Meta e una coalizione di procuratori generali statali hanno raggiunto un accordo in un importante processo federale, negli Stati Uniti, incentrato sulle accuse al gigante dei social media di aver nascosto la portata dei danni alla salute mentale dei minori causati da app come Facebook e Instagram. Meta ha accettato di pagare 16,7 miliardi di dollari.
Come parte dell'accordo, Meta verserà 2,2 miliardi di dollari alla California. L'accordo è stato raggiunto durante la seconda settimana del processo, che si svolge presso il tribunale federale di Oakland, e che è co-diretto dal procuratore generale della California, Rob Bonta, e dai procuratori generali di Colorado, New Jersey e Kentucky, che rappresentano un gruppo bipartisan di 29 procuratori generali in una causa congiunta, derivante da una causa intentata nel 2023. Alla notizia, il titolo di Meta guadagnava oltre il 4% nel premercato.

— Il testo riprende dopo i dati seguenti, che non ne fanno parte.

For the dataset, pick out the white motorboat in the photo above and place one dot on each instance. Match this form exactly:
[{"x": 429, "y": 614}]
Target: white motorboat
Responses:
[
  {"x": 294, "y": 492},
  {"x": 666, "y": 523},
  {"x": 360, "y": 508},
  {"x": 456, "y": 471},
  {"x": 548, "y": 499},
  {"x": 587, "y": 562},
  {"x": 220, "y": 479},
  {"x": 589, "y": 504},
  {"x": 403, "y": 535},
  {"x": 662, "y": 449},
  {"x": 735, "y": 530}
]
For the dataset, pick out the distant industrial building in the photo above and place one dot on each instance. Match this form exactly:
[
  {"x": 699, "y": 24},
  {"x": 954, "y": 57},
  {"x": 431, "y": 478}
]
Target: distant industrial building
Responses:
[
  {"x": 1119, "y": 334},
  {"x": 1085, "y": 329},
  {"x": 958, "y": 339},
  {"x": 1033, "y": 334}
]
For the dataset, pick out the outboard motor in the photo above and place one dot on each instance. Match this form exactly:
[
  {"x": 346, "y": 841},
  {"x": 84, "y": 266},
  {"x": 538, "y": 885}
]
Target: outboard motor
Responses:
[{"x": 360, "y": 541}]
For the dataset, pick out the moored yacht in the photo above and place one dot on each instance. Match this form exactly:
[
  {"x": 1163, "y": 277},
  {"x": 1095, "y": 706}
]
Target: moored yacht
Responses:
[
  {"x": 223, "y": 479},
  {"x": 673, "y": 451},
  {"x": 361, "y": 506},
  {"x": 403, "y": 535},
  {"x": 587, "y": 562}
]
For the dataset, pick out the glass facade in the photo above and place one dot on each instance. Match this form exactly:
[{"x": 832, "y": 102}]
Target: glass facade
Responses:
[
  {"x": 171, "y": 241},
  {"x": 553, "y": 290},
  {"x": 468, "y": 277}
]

Lo storico processo che avrebbe potuto stabilire se il modello di Meta fosse responsabile dei danni ai minori si chiude dunque con un accordo. Meta non ammette responsabilità, ma accetta di assumersi la responsabilità di modificare Facebook e Instagram per gli utenti adolescenti. Il caso giudiziario finisce dunque senza una sentenza di merito, ma lascia sul tavolo proprio quella che era una delle conseguenze più rilevanti del processo: un intervento sul funzionamento delle piattaforme.
La definizione del caso non chiude però il contenzioso più ampio sull'impatto dei social network sui minori. Meta, Snap, Alphabet e ByteDance continuano ad affrontare migliaia di procedimenti federali e statali negli Stati Uniti.